Graham stumbled backward from the litter and crossed himself. “He’s possessed by devils!”
Jamie warned, “Aye, he’s done for.”
Fear stabbed her like a dagger. “Nay!” she denied harshly, threatening with a desperate glare any who would cross her. She forced down the lump in her throat and sniffed back the stinging in her nose. “Nay! He cannot die! I need him!”
She cast about, looking in vain for some kind of inspiration from the dismal wood. Curse his English hide! She’d be damned if she’d let him die here, not now, not after all the trouble she’d gone to.

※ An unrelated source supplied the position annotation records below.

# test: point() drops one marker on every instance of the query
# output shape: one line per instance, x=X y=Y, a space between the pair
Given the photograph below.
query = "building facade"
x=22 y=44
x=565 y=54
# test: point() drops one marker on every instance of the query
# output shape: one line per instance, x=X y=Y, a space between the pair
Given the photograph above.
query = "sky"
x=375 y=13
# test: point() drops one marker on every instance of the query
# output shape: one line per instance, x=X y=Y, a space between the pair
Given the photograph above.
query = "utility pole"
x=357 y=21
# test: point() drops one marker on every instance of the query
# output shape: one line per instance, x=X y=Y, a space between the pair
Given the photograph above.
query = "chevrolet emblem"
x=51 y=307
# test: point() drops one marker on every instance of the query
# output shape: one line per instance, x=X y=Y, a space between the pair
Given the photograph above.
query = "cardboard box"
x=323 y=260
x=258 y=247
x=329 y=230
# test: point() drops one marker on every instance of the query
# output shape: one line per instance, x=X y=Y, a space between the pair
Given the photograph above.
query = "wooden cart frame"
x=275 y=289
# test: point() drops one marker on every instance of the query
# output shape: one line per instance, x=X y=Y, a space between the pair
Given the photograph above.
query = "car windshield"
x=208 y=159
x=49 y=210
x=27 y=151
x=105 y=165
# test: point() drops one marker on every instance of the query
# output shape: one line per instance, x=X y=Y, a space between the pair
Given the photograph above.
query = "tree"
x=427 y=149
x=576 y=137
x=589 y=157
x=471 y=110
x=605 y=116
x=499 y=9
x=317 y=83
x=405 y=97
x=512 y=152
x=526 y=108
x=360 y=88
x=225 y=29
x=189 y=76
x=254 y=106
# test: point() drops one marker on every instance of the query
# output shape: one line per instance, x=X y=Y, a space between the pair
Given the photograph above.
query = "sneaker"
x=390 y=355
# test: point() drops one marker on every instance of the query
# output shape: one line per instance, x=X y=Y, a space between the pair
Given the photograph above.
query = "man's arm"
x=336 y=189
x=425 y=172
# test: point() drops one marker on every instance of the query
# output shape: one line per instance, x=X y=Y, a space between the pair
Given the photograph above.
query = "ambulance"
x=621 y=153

Some deep-rooted instinct made her reach down and tear the covers from Holden. His nude body quaked in the silver-blue moonlight, and he was as hot to the touch as new-forged iron. She had to cool him. Now.
If she could get him to the water…
The others gaped on in half-hearted protest while, with a strength born of necessity, she reached beneath his arms and dragged his heavy, trembling body across the forest floor, toward the gurgling creek.
The cold water stabbed like needles into her ankles as she pulled him with her into the stream. She shrieked at first with the shock of it, but waded further until the bulk of his body lay submerged. It was pure torture. The icy waves wrapped around her body as if to freeze her where she stood, and soon she shivered uncontrollably.